Don’t estimate when it comes to parking brake adjustments

Don’t estimate when it comes to parking brake adjustments

Let’s discuss a couple of different components of parking brakes to find out the best practices for adjusting them.

The parking or emergency brake has two crucial functions. First, it must hold the vehicle on an incline and second, stop it within a specific distance if the hydraulic brakes fail. These standards, established by the Department of Transportation, must be met with minimal force. Let’s discuss a couple of different components of parking brakes to find out the best practices for adjusting them.

You should never guess or estimate when adjusting parking brakes. For example, relying on feel to back off an adjuster for some drum applications can lead to problems and these applications may have clearance specifications because the shoe can swell from moisture or expand at a different rate than the drum, causing brake drag and noise.

If the manual recommends using a brake drum measurement and resetting tool, make sure to use it. If it specifies backing off the adjustment by five teeth, follow that exactly — back it off by five teeth, not four or six.

Some vehicles feature a self-adjusting parking brake that adjusts the cables at the parking brake pedal rather than at the wheels. This self-adjustment manages the length of cable running from the foot pedal under the dash to the equalizer bar, ensuring consistent pedal travel throughout the life of the brake shoes.

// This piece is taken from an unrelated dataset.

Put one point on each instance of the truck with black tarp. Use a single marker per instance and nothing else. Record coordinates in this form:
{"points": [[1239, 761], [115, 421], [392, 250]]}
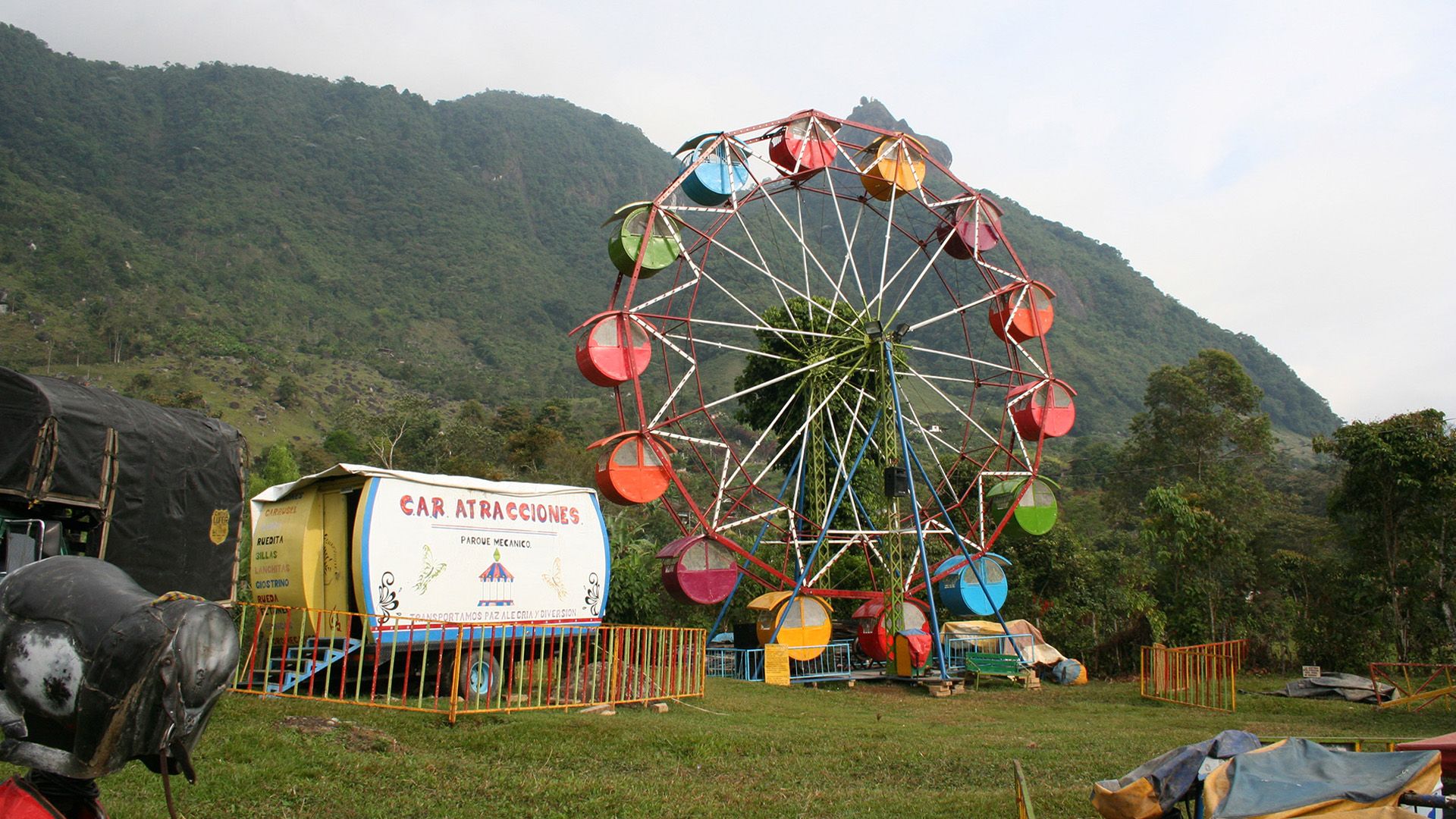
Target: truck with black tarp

If any work is done on the parking brake at the wheels, adjustments are necessary.

For certain full-sized trucks, first, adjust the shoe-to-drum clearance. Then, remove the self-adjuster lockout pin, fully apply and release the parking brake pedal three times, and replace the lockout pin.

Keep in mind: These systems have limited adjustment capabilities. Some slack can be removed from the cable under the vehicle with a turnbuckle, but if the cable is adjusted to its maximum limit, it will need to be replaced.

In most vehicles, the left and right parking brake cables connect to a lever linkage called an “equalizer” yoke located under the vehicle. This yoke balances the force applied to both cables when the parking brake is engaged. The equalizer linkage is then connected to a single cable that leads to the parking brake lever or pedal. An adjustment screw may be found on the front cable where it connects to the equalizer or where it attaches to the parking brake lever.

The equalizer linkage can rust, hindering proper brake application and release. Additionally, the hinge pivot can break, making the parking brake ineffective. A common sign of a worn hinge pivot is normal lever or pedal travel, but the parking brake will not hold the car on a hill.

All in all, maintaining and properly adjusting the parking or emergency brake is essential for vehicle safety. These brakes have to reliably hold a vehicle on an incline and serve as a crucial backup if the hydraulic brakes fail. Following the specific adjustment procedures outlined in the vehicle’s manual is vital to avoid issues like brake drag and noise.